Sayangnya, dia tidak bersedia menjelaskan secara detail praktek
konspirasi dalam penyajian laporan keuangan emiten berkode saham GRIV
itu.
Fuad juga menjelaskan tugas akuntan
adalah hanya memberikan opini atas laporan perusahaan. Akuntan,
menurutnya, tidak boleh melakukan segala macam rekayasa dalam tugasnya.
“Dia bisa dikenakan sanksi berat untuk rekayasa itu,” katanya untuk
menghindari sanksi pajak.Menanggapi tudingan itu, Kantor akuntan publik
Johan Malonda & Rekan membantah telah melakukan konspirasi dalam
mengaudit laporan keuangan tahunan Great River. Deputy Managing Director
Johan Malonda, Justinus A. Sidharta, menyatakan, selama mengaudit buku
Great River, pihaknya tidak menemukan adanya penggelembungan account
penjualan atau penyimpangan dana obligasi. Namun dia mengakui metode
pencatatan akuntansi yang diterapkan Great River berbeda dengan ketentuan
yang ada. “Kami mengaudit berdasarkan data yang diberikan klien,” kata
Justinus.
Menurut Justinus, Great
River banyak menerima order pembuatan pakaian dari luar negeri dengan
bahan baku dari pihak pemesan. Jadi Great River hanya mengeluarkan ongkos
operasi pembuatan pakaian. Tapi saat pesanan dikirimkan ke luar negeri,
nilai ekspornya dicantumkan dengan menjumlahkan harga bahan baku,
aksesori, ongkos kerja, dan laba perusahaan. Justinus
menyatakan model pencatatan seperti itu bertujuan menghindari dugaan
dumping dan sanksi perpajakan. Sebab, katanya, saldo laba bersih tak
berbeda dengan yang diterima perusahaan. Dia menduga hal itulah yang
menjadi pemicu dugaan adanya penggelembungan nilai penjualan. Sehingga
diinterpretasikan sebagai menyembunyikan informasi secara
sengaja. Johan Malonda & Rekan mulai menjadi auditor Great River sejak
2001. Saat itu perusahaan masih kesulitan membayar utang US$ 150 Juta
kepada Deutsche Bank. Pada 2002, Great River mendapat potongan pokok
utang 85 persen dan sisa utang dibayar menggunakan pinjaman dari Bank
Danamon.

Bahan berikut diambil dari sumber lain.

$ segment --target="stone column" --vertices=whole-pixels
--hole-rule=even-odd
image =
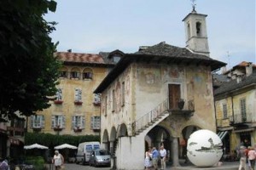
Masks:
[[[178,162],[178,144],[177,144],[177,138],[173,137],[172,144],[172,166],[173,167],[180,167]]]

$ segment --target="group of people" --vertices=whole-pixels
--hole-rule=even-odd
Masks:
[[[0,170],[9,170],[7,159],[3,159],[0,157]]]
[[[146,170],[151,169],[153,167],[154,170],[158,169],[158,162],[160,160],[161,170],[166,167],[166,157],[167,152],[164,146],[160,146],[160,150],[155,147],[149,147],[148,150],[145,153],[144,166]]]
[[[254,147],[248,146],[247,148],[241,145],[238,151],[238,155],[240,157],[239,170],[255,170],[256,145]]]

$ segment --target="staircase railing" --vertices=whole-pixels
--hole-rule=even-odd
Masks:
[[[154,123],[163,112],[168,110],[169,99],[166,99],[162,103],[159,104],[155,108],[146,113],[132,123],[132,133],[135,135],[148,128],[151,123]]]

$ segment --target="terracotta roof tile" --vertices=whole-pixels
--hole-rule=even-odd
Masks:
[[[69,52],[57,52],[55,54],[58,60],[66,62],[77,63],[98,63],[104,64],[104,60],[100,54],[80,54]]]

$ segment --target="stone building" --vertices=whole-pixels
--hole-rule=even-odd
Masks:
[[[256,144],[256,65],[243,61],[221,76],[214,90],[217,128],[230,159],[240,144]]]
[[[99,134],[100,95],[93,91],[115,65],[108,54],[55,53],[62,62],[51,106],[28,121],[28,131],[53,134]]]
[[[225,64],[209,57],[206,17],[193,10],[184,18],[187,48],[162,42],[109,54],[119,61],[94,93],[102,94],[102,144],[114,168],[143,169],[147,148],[161,144],[179,166],[193,132],[216,131],[212,71]]]

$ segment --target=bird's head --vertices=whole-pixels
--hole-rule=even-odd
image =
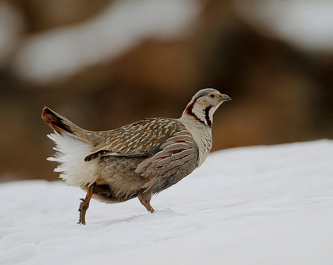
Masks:
[[[228,96],[221,94],[214,88],[205,88],[198,91],[192,98],[183,112],[186,116],[203,125],[212,126],[213,115],[220,105],[231,100]]]

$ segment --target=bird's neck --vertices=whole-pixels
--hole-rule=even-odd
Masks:
[[[193,119],[202,125],[211,128],[214,110],[211,106],[203,106],[197,99],[194,99],[186,106],[182,118]]]
[[[190,104],[188,105],[179,120],[191,134],[198,147],[197,166],[199,166],[205,161],[212,148],[212,120],[209,115],[205,113],[204,109],[196,108],[195,106],[188,108]]]

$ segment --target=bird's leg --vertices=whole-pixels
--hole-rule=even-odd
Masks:
[[[149,192],[139,193],[138,194],[138,198],[140,200],[140,202],[145,207],[148,212],[154,213],[155,210],[150,205],[150,199],[152,198],[152,195]]]
[[[84,199],[81,198],[80,199],[82,201],[80,203],[80,206],[78,208],[78,211],[80,212],[80,217],[77,223],[81,223],[82,224],[86,224],[86,212],[89,207],[89,202],[90,199],[93,196],[93,188],[94,184],[92,184],[88,187],[88,191],[87,191],[87,195],[86,198]]]

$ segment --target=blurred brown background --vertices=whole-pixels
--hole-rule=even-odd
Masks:
[[[213,149],[333,137],[328,0],[0,3],[0,181],[56,179],[47,105],[110,129],[231,96]]]

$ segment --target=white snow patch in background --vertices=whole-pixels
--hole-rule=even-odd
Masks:
[[[6,2],[0,3],[0,66],[16,47],[23,29],[19,12]]]
[[[331,264],[333,141],[237,148],[152,199],[93,200],[79,188],[0,185],[0,263]]]
[[[200,10],[197,0],[113,1],[89,21],[29,37],[17,52],[15,68],[37,83],[64,78],[145,39],[186,36]]]
[[[240,16],[262,33],[310,51],[333,53],[331,0],[235,0],[235,4]]]

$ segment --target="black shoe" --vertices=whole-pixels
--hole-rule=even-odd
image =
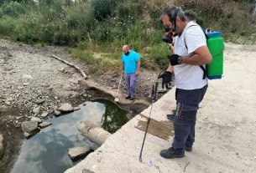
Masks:
[[[166,116],[169,120],[174,120],[175,117],[175,114],[166,114]]]
[[[185,148],[185,150],[186,151],[192,151],[192,146],[191,146],[191,147],[186,146],[186,147]]]
[[[131,97],[130,99],[129,99],[129,100],[134,100],[135,99],[135,97]]]
[[[176,153],[175,150],[171,147],[169,148],[168,150],[163,150],[160,152],[160,155],[165,159],[173,159],[173,158],[182,158],[184,157],[184,153],[183,154],[178,154]]]
[[[128,95],[128,96],[125,97],[126,99],[128,99],[130,98],[131,98],[131,95]]]

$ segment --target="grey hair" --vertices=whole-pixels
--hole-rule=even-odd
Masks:
[[[170,21],[174,22],[173,18],[175,16],[175,8],[176,8],[176,6],[175,6],[175,5],[169,5],[164,10],[163,14],[162,14],[162,18],[164,18],[164,16],[165,16],[165,15],[168,15],[168,17],[170,18]],[[180,18],[180,20],[182,22],[185,22],[186,20],[186,18],[185,17],[183,10],[181,9],[181,8],[179,8],[179,7],[177,7],[177,8],[178,8],[177,17],[179,16]]]

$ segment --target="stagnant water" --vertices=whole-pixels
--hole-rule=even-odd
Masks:
[[[97,146],[80,135],[76,125],[84,120],[101,125],[114,133],[128,121],[128,111],[114,103],[98,99],[86,102],[86,105],[73,113],[45,120],[52,125],[30,138],[21,146],[12,173],[62,173],[80,160],[71,160],[68,149],[89,144],[92,150]]]

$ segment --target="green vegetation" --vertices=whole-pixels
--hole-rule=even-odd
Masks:
[[[0,0],[0,35],[39,47],[67,46],[75,59],[97,69],[116,73],[122,46],[141,55],[142,66],[154,69],[168,63],[159,20],[167,0]],[[255,43],[250,23],[253,0],[176,0],[193,9],[203,28],[222,31],[225,40]]]

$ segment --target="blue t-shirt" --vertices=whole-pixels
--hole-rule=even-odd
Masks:
[[[123,53],[122,62],[124,63],[124,74],[135,74],[138,60],[139,60],[139,55],[133,50],[131,50],[128,55]]]

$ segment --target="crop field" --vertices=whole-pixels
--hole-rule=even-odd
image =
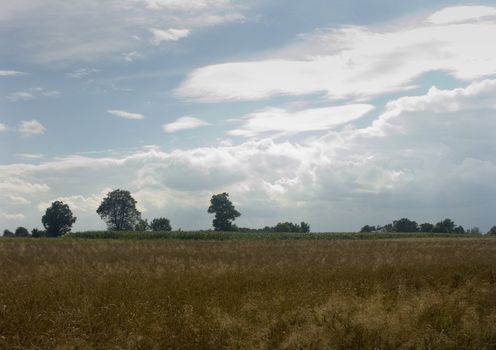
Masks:
[[[496,239],[0,239],[0,349],[494,349]]]

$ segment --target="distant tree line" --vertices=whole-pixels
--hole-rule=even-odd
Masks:
[[[424,222],[418,224],[416,221],[410,220],[408,218],[401,218],[394,220],[384,226],[371,226],[365,225],[362,227],[360,232],[432,232],[432,233],[468,233],[468,234],[481,234],[478,227],[473,227],[465,230],[463,226],[456,225],[451,219],[444,219],[435,224],[429,222]],[[491,227],[487,234],[496,234],[496,226]]]
[[[159,217],[148,222],[141,216],[137,209],[137,201],[131,193],[126,190],[114,190],[107,193],[96,210],[96,213],[105,221],[107,229],[111,231],[171,231],[170,220]],[[212,226],[215,231],[257,231],[257,232],[310,232],[310,225],[305,222],[293,224],[291,222],[280,222],[274,227],[266,226],[263,229],[238,228],[233,221],[241,216],[229,199],[226,192],[213,195],[209,214],[215,214]],[[77,218],[73,216],[69,205],[55,201],[48,207],[41,218],[44,230],[34,228],[29,231],[24,227],[18,227],[15,232],[5,230],[4,237],[59,237],[69,233]]]

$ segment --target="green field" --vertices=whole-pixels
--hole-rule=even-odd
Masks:
[[[233,235],[0,239],[0,349],[496,348],[496,239]]]

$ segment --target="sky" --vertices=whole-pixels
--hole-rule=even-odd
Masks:
[[[494,1],[0,0],[0,229],[496,225]]]

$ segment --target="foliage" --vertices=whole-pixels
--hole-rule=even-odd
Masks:
[[[423,224],[420,224],[419,227],[420,232],[432,232],[433,229],[434,225],[429,222],[424,222]]]
[[[463,229],[463,227],[462,227]],[[434,228],[432,229],[432,232],[436,233],[463,233],[460,232],[460,229],[457,229],[457,226],[455,225],[454,221],[451,219],[444,219],[443,221],[439,221],[434,225]]]
[[[134,225],[135,231],[148,231],[150,229],[150,225],[148,224],[147,219],[139,218],[136,225]]]
[[[31,236],[33,236],[34,238],[49,237],[46,231],[39,230],[37,228],[31,230]]]
[[[375,226],[365,225],[360,229],[360,232],[374,232],[377,228]]]
[[[19,226],[16,228],[14,236],[16,237],[30,237],[29,231],[27,228]]]
[[[234,208],[234,205],[229,200],[229,194],[226,192],[212,196],[208,213],[215,213],[212,225],[216,231],[233,231],[235,226],[233,226],[232,222],[241,216]]]
[[[418,232],[418,224],[407,218],[393,221],[394,232]]]
[[[3,237],[14,237],[14,236],[15,236],[14,232],[10,230],[3,230]]]
[[[58,237],[70,232],[76,219],[67,204],[55,201],[47,208],[45,215],[41,217],[41,222],[47,237]]]
[[[172,227],[167,218],[155,218],[152,220],[150,227],[153,231],[171,231]]]
[[[117,189],[107,194],[96,212],[109,230],[132,230],[141,218],[136,203],[129,191]]]
[[[1,349],[494,349],[493,238],[0,241]]]
[[[310,225],[304,221],[300,224],[293,224],[292,222],[279,222],[274,227],[266,227],[265,230],[269,232],[308,233],[310,232]]]

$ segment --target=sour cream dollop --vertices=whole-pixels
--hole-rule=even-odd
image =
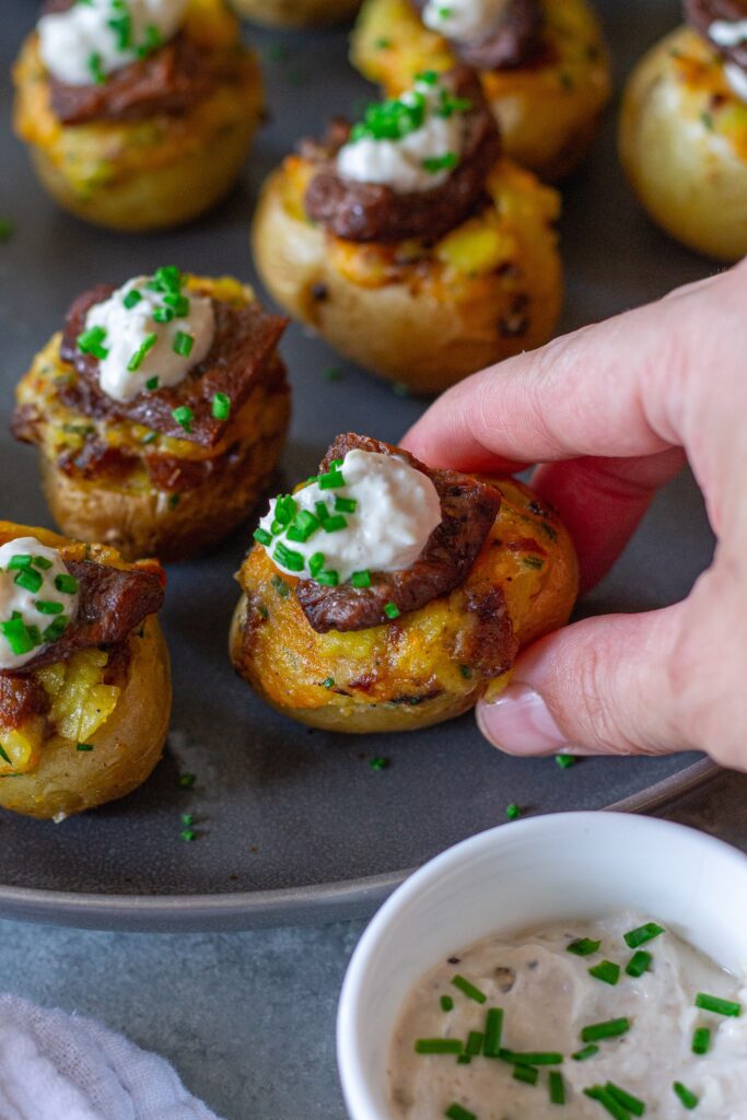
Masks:
[[[343,144],[337,171],[344,179],[380,183],[398,194],[430,190],[445,183],[458,166],[464,146],[463,113],[443,112],[449,93],[437,80],[415,82],[400,103],[422,115],[418,128],[399,139],[362,136]]]
[[[185,295],[180,281],[169,286],[159,280],[160,273],[175,272],[128,280],[86,316],[78,346],[93,346],[99,382],[114,401],[127,403],[144,391],[178,385],[213,345],[211,300]]]
[[[57,551],[35,536],[0,548],[0,669],[21,669],[74,622],[77,580]]]
[[[482,39],[497,27],[508,0],[428,0],[422,21],[456,43]]]
[[[91,85],[171,39],[188,0],[85,0],[37,24],[41,59],[68,85]]]
[[[344,584],[354,572],[409,568],[441,522],[438,492],[427,475],[404,459],[357,448],[347,452],[338,468],[293,494],[297,510],[318,523],[306,540],[293,536],[311,528],[308,517],[295,513],[289,529],[283,502],[287,498],[271,501],[259,535],[270,538],[262,543],[276,567],[301,579],[324,571],[336,573]],[[282,529],[279,516],[286,519]],[[306,528],[295,534],[293,522]],[[288,563],[284,550],[300,559]],[[312,562],[319,554],[321,567]]]

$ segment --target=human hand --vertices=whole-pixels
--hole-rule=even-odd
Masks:
[[[582,588],[687,459],[718,538],[689,597],[587,618],[516,661],[477,720],[517,755],[704,749],[747,769],[747,262],[475,374],[402,441],[432,466],[536,468]]]

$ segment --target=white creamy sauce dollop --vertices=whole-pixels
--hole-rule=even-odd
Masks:
[[[151,282],[152,277],[129,280],[109,299],[94,304],[86,316],[86,332],[104,332],[101,346],[105,356],[99,362],[101,388],[121,403],[143,391],[179,384],[213,345],[215,314],[211,300],[186,292],[183,307],[176,300],[174,318],[157,321],[174,310],[168,306],[174,293],[153,291],[148,287]],[[137,302],[132,292],[140,297]]]
[[[627,976],[633,956],[624,935],[648,920],[619,914],[598,922],[562,923],[512,940],[492,937],[457,951],[458,963],[439,965],[407,997],[389,1061],[393,1120],[433,1120],[456,1103],[476,1120],[603,1120],[608,1112],[583,1090],[615,1085],[646,1104],[646,1120],[744,1120],[747,1101],[747,988],[674,934],[665,932],[641,945],[652,964],[639,978]],[[601,941],[598,952],[577,956],[576,939]],[[620,965],[616,986],[589,974],[603,960]],[[467,998],[452,984],[465,977],[486,997]],[[699,992],[740,1004],[728,1018],[695,1007]],[[443,1010],[441,997],[454,1002]],[[562,1063],[538,1066],[536,1084],[513,1077],[507,1061],[482,1054],[467,1065],[454,1054],[422,1055],[417,1039],[466,1039],[482,1032],[487,1009],[502,1008],[501,1046],[517,1053],[562,1055]],[[598,1052],[575,1061],[585,1046],[583,1027],[629,1019],[629,1028],[600,1040]],[[708,1054],[692,1051],[695,1028],[711,1030]],[[561,1073],[564,1110],[550,1101],[549,1071]],[[690,1112],[673,1091],[674,1082],[698,1098]]]
[[[442,114],[442,94],[439,82],[417,82],[400,101],[414,105],[423,99],[421,127],[395,140],[371,136],[351,140],[337,155],[338,174],[358,183],[384,184],[398,194],[430,190],[445,183],[461,156],[464,124],[459,112]],[[439,167],[445,157],[448,166]]]
[[[508,0],[428,0],[422,21],[447,39],[471,43],[489,35],[507,7]]]
[[[37,24],[41,59],[68,85],[91,85],[171,39],[188,0],[85,0]]]
[[[328,489],[315,482],[293,494],[293,501],[299,510],[315,516],[317,503],[324,503],[329,517],[344,519],[344,528],[327,532],[321,521],[306,541],[288,539],[284,531],[273,535],[278,498],[272,500],[260,530],[273,536],[264,548],[276,566],[288,575],[308,579],[309,561],[321,553],[323,570],[336,572],[340,584],[354,572],[409,568],[441,522],[441,503],[430,478],[404,459],[358,449],[347,452],[339,474],[344,485]],[[351,502],[355,508],[340,512],[339,505]],[[283,563],[282,550],[278,557],[278,542],[304,558],[302,570]]]
[[[35,536],[18,536],[3,544],[0,669],[21,669],[46,645],[62,637],[77,615],[78,603],[77,581],[57,549],[40,544]]]

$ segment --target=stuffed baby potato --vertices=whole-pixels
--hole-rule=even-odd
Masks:
[[[156,561],[0,521],[0,805],[60,820],[123,797],[171,710]]]
[[[610,93],[586,0],[366,0],[352,59],[390,95],[419,71],[474,66],[507,157],[548,180],[578,165]]]
[[[557,514],[511,478],[429,470],[340,436],[271,503],[239,582],[237,672],[312,727],[404,731],[459,716],[562,626],[577,594]]]
[[[708,256],[747,253],[747,4],[689,0],[690,26],[629,80],[620,156],[653,220]]]
[[[361,0],[232,0],[240,16],[269,27],[316,27],[351,19]]]
[[[129,559],[185,559],[226,536],[283,445],[284,326],[239,281],[172,267],[78,297],[12,419],[63,531]]]
[[[225,0],[47,0],[43,11],[15,68],[15,124],[52,197],[125,231],[216,203],[264,104]]]
[[[262,190],[254,259],[274,298],[342,354],[438,393],[551,337],[559,209],[501,157],[474,77],[429,72],[286,159]]]

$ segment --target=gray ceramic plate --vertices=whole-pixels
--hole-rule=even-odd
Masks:
[[[57,328],[71,299],[93,281],[120,281],[162,263],[251,277],[248,223],[259,184],[301,133],[330,112],[354,111],[367,86],[346,65],[343,31],[258,36],[272,121],[241,186],[198,225],[120,237],[58,213],[11,138],[8,67],[35,17],[34,0],[3,0],[0,215],[16,235],[0,245],[0,515],[49,522],[35,457],[7,435],[12,388]],[[674,2],[601,4],[618,76],[676,19]],[[694,280],[707,264],[642,217],[614,155],[611,115],[592,159],[569,185],[562,224],[568,265],[566,327],[601,318]],[[284,353],[296,394],[283,457],[288,479],[307,475],[337,431],[396,440],[423,408],[340,364],[296,327]],[[325,371],[340,366],[342,377]],[[129,928],[239,927],[361,912],[447,844],[526,813],[651,808],[702,781],[692,756],[589,760],[561,772],[548,762],[501,757],[469,718],[403,738],[344,738],[298,727],[265,708],[226,659],[236,600],[232,573],[248,532],[213,556],[170,571],[165,614],[175,670],[170,748],[146,786],[122,802],[55,827],[0,821],[0,915]],[[633,545],[586,613],[660,607],[684,595],[707,566],[712,538],[691,479],[659,500]],[[383,755],[387,769],[368,762]],[[180,771],[197,775],[192,791]],[[198,840],[179,839],[193,813]]]

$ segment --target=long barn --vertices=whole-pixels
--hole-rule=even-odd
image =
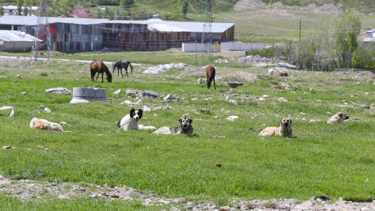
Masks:
[[[201,42],[204,23],[164,21],[157,16],[147,21],[49,17],[53,50],[92,51],[104,47],[119,50],[162,50],[181,47],[183,42]],[[37,17],[3,15],[0,29],[16,29],[34,35]],[[43,27],[45,26],[42,25]],[[233,41],[234,24],[213,23],[213,41]],[[45,41],[45,37],[38,38]]]

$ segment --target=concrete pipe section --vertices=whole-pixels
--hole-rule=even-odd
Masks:
[[[107,89],[74,87],[73,99],[69,103],[88,102],[90,101],[107,101]]]

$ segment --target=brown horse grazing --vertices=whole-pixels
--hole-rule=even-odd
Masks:
[[[94,76],[96,73],[98,72],[98,76],[96,76],[96,80],[95,82],[98,80],[98,78],[99,77],[99,74],[102,74],[102,82],[103,81],[103,74],[105,72],[105,74],[107,75],[106,79],[108,80],[109,82],[112,82],[112,76],[111,74],[110,70],[108,69],[108,68],[105,66],[103,62],[94,61],[90,64],[90,71],[91,72],[91,81],[94,82]]]
[[[215,68],[212,65],[208,65],[206,68],[206,74],[207,75],[207,80],[206,82],[207,82],[207,89],[210,89],[211,87],[211,83],[213,80],[213,86],[216,89],[216,85],[215,85]]]
[[[285,77],[288,77],[288,73],[285,71],[281,71],[279,73],[279,76],[280,77],[282,77],[283,76]]]

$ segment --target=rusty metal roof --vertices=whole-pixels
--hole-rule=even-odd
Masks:
[[[14,30],[0,30],[0,40],[4,42],[34,42],[36,38],[25,32]],[[39,40],[39,41],[42,41]]]

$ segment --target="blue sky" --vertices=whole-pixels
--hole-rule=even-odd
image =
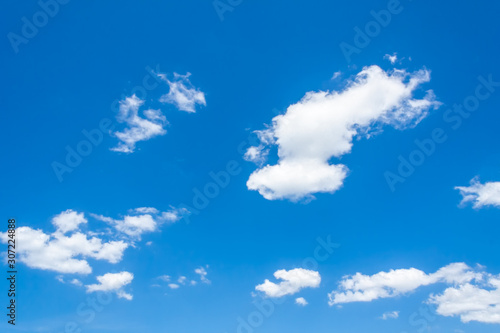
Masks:
[[[499,10],[6,4],[1,330],[497,332]]]

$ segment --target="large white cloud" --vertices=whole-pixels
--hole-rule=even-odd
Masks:
[[[481,274],[464,263],[449,264],[432,274],[416,268],[396,269],[374,275],[356,273],[345,276],[339,283],[338,290],[328,294],[329,304],[369,302],[406,294],[418,287],[438,282],[464,284],[481,277]]]
[[[317,288],[321,283],[321,276],[318,272],[303,268],[289,271],[280,269],[274,272],[274,277],[283,281],[274,283],[266,279],[263,284],[256,286],[255,290],[263,292],[267,297],[276,298],[293,295],[303,288]]]
[[[486,289],[487,288],[487,289]],[[443,316],[460,316],[462,322],[500,324],[500,276],[488,276],[484,287],[466,283],[431,295],[430,303]]]
[[[333,193],[344,182],[348,168],[331,164],[351,152],[353,138],[369,136],[374,129],[390,125],[398,129],[416,125],[439,103],[431,90],[413,98],[419,85],[430,80],[427,70],[385,72],[378,66],[364,68],[341,92],[308,92],[272,125],[258,134],[263,145],[277,145],[279,161],[253,172],[250,190],[266,199],[312,198],[313,193]],[[249,160],[261,160],[267,152],[251,147]]]
[[[56,231],[51,234],[30,227],[17,228],[18,259],[31,268],[78,274],[92,272],[88,258],[119,262],[128,244],[89,237],[78,230],[78,225],[86,222],[83,213],[68,210],[53,218]],[[66,235],[68,230],[73,232]],[[7,243],[7,233],[0,233],[0,239]]]
[[[463,196],[462,204],[471,202],[474,208],[500,207],[500,182],[481,184],[476,177],[471,180],[469,186],[457,186],[455,189]]]
[[[130,284],[134,279],[134,275],[130,272],[107,273],[97,277],[97,284],[85,286],[88,293],[96,291],[115,292],[119,298],[132,300],[133,296],[126,293],[123,287]]]
[[[121,132],[114,133],[121,142],[111,150],[132,153],[137,142],[146,141],[152,137],[167,133],[164,128],[167,119],[160,110],[148,109],[143,112],[145,118],[139,116],[139,108],[143,104],[144,100],[135,95],[120,101],[117,119],[128,127]]]
[[[205,94],[195,88],[191,84],[191,81],[189,81],[191,73],[187,73],[186,75],[174,73],[172,81],[170,81],[165,74],[158,74],[158,76],[163,79],[170,88],[168,94],[160,98],[160,102],[173,104],[179,110],[186,112],[196,112],[197,104],[207,105]]]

Setahun kemudian Great River menerbitkan obligasi Rp 300 miliar
untuk membayar pinjaman tersebut. “Kami hanya tahu kondisi perusahaan
pada rentang 2001-2003,” kata Justinus.
Sebelumnya Badan Pengawas Pasar
Modal dan Lembaga Keuangan (Bapepam-LK) telah melimpahkan kasus penyajian
laporan keuangan Great River ke Kejaksaan Agung pada tanggal 20 Desember
2006. Dalam laporan tersebut, empat anggota direksi perusahaan tekstil
itu ditetapkan menjadi tersangka, termasuk pemiliknya, Sunjoto Tanudjaja. Kasus tersebut muncul setelah adanya
temuan auditor investigasi Aryanto, Amir Jusuf, dan Mawar, yang menemukan
indikasi penggelembungan account penjualan, piutang, dan aset hingga
ratusan miliar rupiah di Great River. Akibatnya, Great River mengalami
kesulitan arus kas dan gagal membayar utang.
Berdasarkan hasil pemeriksaan
Bapepam terdapat indikasi penipuan dalam penyajian laporan keuangan.
Pasalnya, Bapepam menemukan kelebihan pencatatan atau overstatement
penyajian account penjualan dan piutang dalam laporan tersebut. Kelebihan
itu berupa penambahan aktiva tetap dan penggunaan dana hasil emisi
obligasi yang tanpa pembuktian. Akibatnya, Great River kesulitan arus
kas. Perusahaan tidak mampu membayar utang Rp 250 miliar kepada Bank
Mandiri dan gagal membayar obligasi senilai Rp 400 miliar.